O PASSADO ALOPRADO ASSOMBRA O PT



A coincidência não deve agradar a Lula, mas dificilmente será possível dizer que se trata de mais um golpe dos reacionários contra o governo popular do PT. Aliás, o noticiário criminal envolvendo o PT indica que o partido há muito vem se metendo em enrascadas.

Às vésperas do julgamento do mensalão, desta vez a Justiça reavivou o escândalo dos aloprados, que na eleição de 2006 tentaram comprar um dossiê que supostamente continha denúncias contra o candidato do PSDB ao governo paulista, José Serra, o mesmo que hoje Lula tenta derrotar com o auxílio de Paulo Maluf, na disputa para a prefeitura de São Paulo.

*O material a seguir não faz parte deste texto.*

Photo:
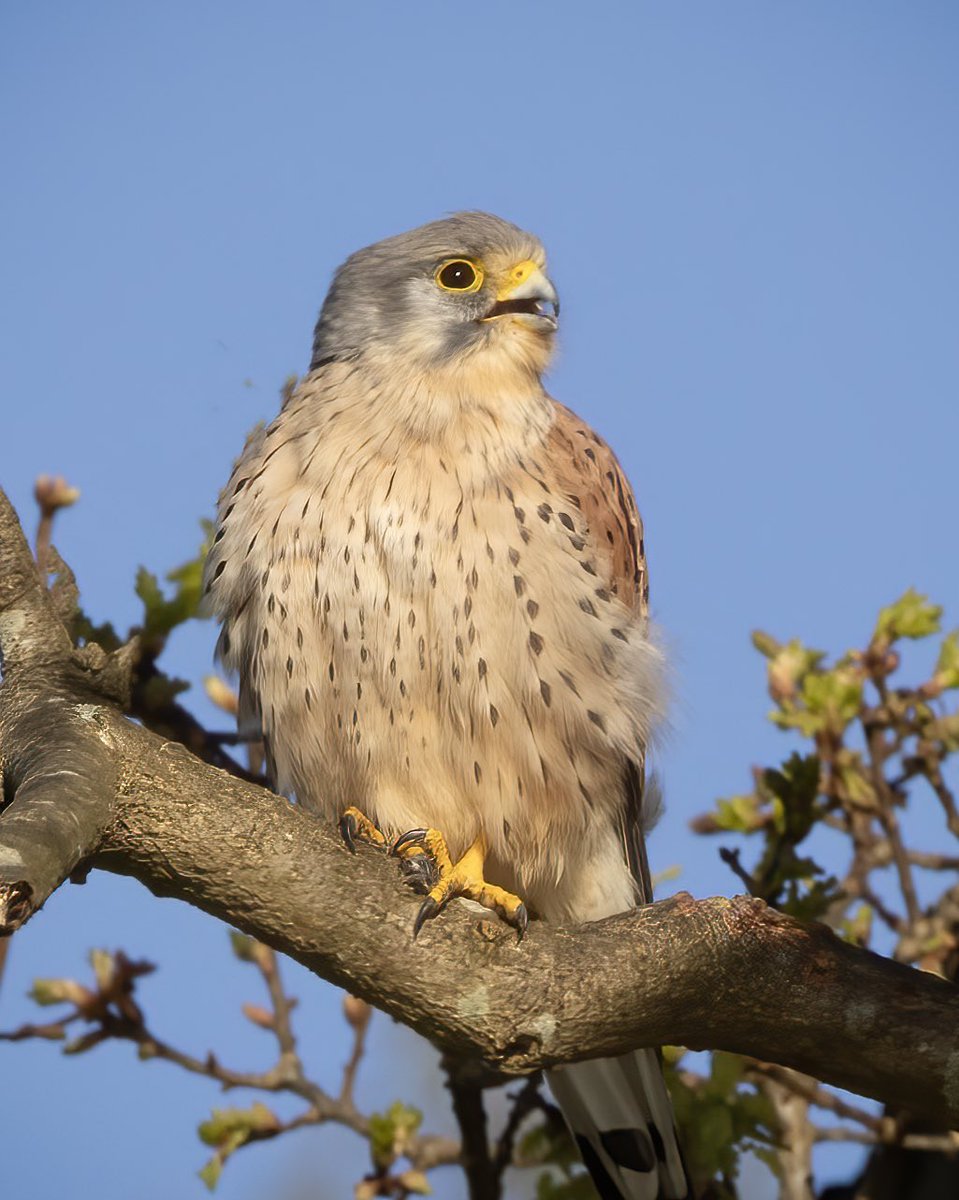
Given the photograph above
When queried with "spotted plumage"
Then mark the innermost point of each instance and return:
(432, 583)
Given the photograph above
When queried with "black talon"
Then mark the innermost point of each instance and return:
(420, 873)
(411, 835)
(347, 828)
(429, 909)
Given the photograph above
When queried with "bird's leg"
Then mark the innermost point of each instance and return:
(357, 826)
(461, 879)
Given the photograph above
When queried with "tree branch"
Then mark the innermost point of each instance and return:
(733, 975)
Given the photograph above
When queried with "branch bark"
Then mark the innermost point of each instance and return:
(83, 783)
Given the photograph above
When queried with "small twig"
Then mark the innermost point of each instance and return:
(525, 1102)
(358, 1014)
(941, 1144)
(52, 493)
(815, 1093)
(480, 1170)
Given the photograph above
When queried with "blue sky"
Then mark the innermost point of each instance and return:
(750, 215)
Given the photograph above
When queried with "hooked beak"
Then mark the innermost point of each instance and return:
(527, 297)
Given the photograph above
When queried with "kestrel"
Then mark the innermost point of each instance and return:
(431, 579)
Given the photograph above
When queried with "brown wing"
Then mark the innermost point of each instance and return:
(587, 469)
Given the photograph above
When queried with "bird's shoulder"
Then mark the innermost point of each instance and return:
(585, 468)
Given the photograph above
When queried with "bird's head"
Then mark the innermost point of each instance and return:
(471, 289)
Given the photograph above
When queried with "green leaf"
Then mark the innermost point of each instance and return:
(244, 946)
(575, 1187)
(835, 695)
(947, 665)
(162, 615)
(229, 1128)
(910, 616)
(59, 991)
(738, 814)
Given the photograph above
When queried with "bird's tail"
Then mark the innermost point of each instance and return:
(621, 1116)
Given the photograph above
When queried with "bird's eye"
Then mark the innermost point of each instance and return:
(459, 275)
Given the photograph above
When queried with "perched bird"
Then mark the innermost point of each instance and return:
(432, 583)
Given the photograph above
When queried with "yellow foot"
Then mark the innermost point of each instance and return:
(355, 825)
(427, 858)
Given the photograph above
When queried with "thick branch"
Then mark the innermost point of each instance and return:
(712, 973)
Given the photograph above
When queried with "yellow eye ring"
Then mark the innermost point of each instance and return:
(459, 275)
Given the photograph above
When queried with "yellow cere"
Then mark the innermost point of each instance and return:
(516, 276)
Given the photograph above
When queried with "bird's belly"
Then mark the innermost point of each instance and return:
(462, 677)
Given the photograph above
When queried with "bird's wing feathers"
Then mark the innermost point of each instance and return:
(587, 469)
(618, 1109)
(588, 472)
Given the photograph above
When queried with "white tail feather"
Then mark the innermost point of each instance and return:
(621, 1115)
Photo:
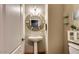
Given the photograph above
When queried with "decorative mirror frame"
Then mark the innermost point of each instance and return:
(28, 22)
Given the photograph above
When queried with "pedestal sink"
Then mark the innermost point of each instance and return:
(35, 39)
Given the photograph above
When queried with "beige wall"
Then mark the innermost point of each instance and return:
(55, 29)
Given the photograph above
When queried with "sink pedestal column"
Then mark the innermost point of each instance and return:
(35, 48)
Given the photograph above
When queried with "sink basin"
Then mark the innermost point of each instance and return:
(35, 38)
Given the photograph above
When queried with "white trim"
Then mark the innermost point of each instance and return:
(46, 33)
(23, 7)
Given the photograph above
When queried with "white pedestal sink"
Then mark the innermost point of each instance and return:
(35, 39)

Naquela ocasião, Serra venceu o candidato petista Aloizio Mercadante no primeiro turno. Um dia depois do escândalo provocado pela exibição despudorada de intimidade entre o ex-presidente e Maluf, um dos brasileiros relacionados na lista de alerta vermelho da Interpol dos criminosos mais procurados do mundo, a Justiça de Mato Grosso aceitou denúncia do Ministério Público Federal contra nove dos envolvidos.

Dois deles, Jorge Lorenzetti, petista de Santa Catarina que era também churrasqueiro extraoficial da Granja do Torto no primeiro governo Lula, e o advogado Gedimar Pereira Passos, que supervisionava a segurança do comitê da campanha de reeleição, eram ligados diretamente ao ex-presidente, que, no entanto, como sói acontecer, declarou desconhecer o assunto e ainda fez-se de indignado, classificando os membros do grupo de “aloprados”.

Preso na Polícia Federal, Gedimar incluiu no grupo um segurança particular da primeira-dama Letícia Maria de nome Freud (que não se perca pelo nome) Godoy, que o teria chamado para avaliar se o tal dossiê continha mesmo fatos que comprometiam Serra.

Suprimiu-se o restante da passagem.